Ces chiffres ont été publiés au moment où Michel Sapin, le ministre de Finances, présentait en Conseil des ministres l'ordonnance qui détaille le fonctionnement des contrats euro-croissance et vie-génération. Votées l’an dernier, les dispositions créant ces nouveaux contrats d’assurance-vie, entendent réorienter l’épargne des ménages vers le financement des entreprises.

Le premier a un avantage de taille : celui de garantir le capital à condition de rester investi pendant huit ans et d’offrir un peu plus de rendement qu’avec un contrat en euros classique. Le second support a pour objectif d’orienter l’épargne vers le financement des PME et ETI et autres actifs relevant de l’économie sociale et solidaire ou participant au financement du logement social et intermédiaire.. Cette fois-ci, le détenteur d’un contrat vie-génération est exposé à un risque de perte en capital.
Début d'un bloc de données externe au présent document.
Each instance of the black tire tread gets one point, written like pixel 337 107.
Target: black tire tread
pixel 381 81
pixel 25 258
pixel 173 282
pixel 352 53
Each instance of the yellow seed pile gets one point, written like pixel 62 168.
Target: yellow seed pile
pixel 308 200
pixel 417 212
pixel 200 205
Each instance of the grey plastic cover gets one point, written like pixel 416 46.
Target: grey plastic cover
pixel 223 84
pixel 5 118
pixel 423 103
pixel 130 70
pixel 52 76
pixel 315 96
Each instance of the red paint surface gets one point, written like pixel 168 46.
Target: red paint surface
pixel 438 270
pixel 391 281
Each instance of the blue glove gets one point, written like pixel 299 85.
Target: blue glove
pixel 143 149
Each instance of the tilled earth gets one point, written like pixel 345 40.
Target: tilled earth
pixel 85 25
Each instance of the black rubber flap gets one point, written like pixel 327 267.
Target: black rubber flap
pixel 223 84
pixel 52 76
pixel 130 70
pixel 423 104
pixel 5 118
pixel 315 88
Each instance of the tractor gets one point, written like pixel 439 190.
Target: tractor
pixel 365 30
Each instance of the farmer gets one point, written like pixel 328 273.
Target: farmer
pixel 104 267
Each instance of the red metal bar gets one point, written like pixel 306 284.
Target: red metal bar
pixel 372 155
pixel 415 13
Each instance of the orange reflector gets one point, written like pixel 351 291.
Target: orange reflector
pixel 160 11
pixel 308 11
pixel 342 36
En contrepartie de ce risque, le souscripteur bénéficie d’une carotte fiscale à la clef, à savoir un abattement supplémentaire en plus, et avant l'abattement, de 152.500 euros est accordé. Un abattement de 20%, donc en sus.

Les décrets d’application et les arrêtés seront publiés d’ici à juillet assure-t-on du côté de Bercy. Mais il faudra attendre la fin de l’année pour voir ces deux supports être commercialisés chez les assureurs, le temps pour eux d’organiser leur vente et de se familiariser avec ces produits d’assurance-vie nouvelle génération.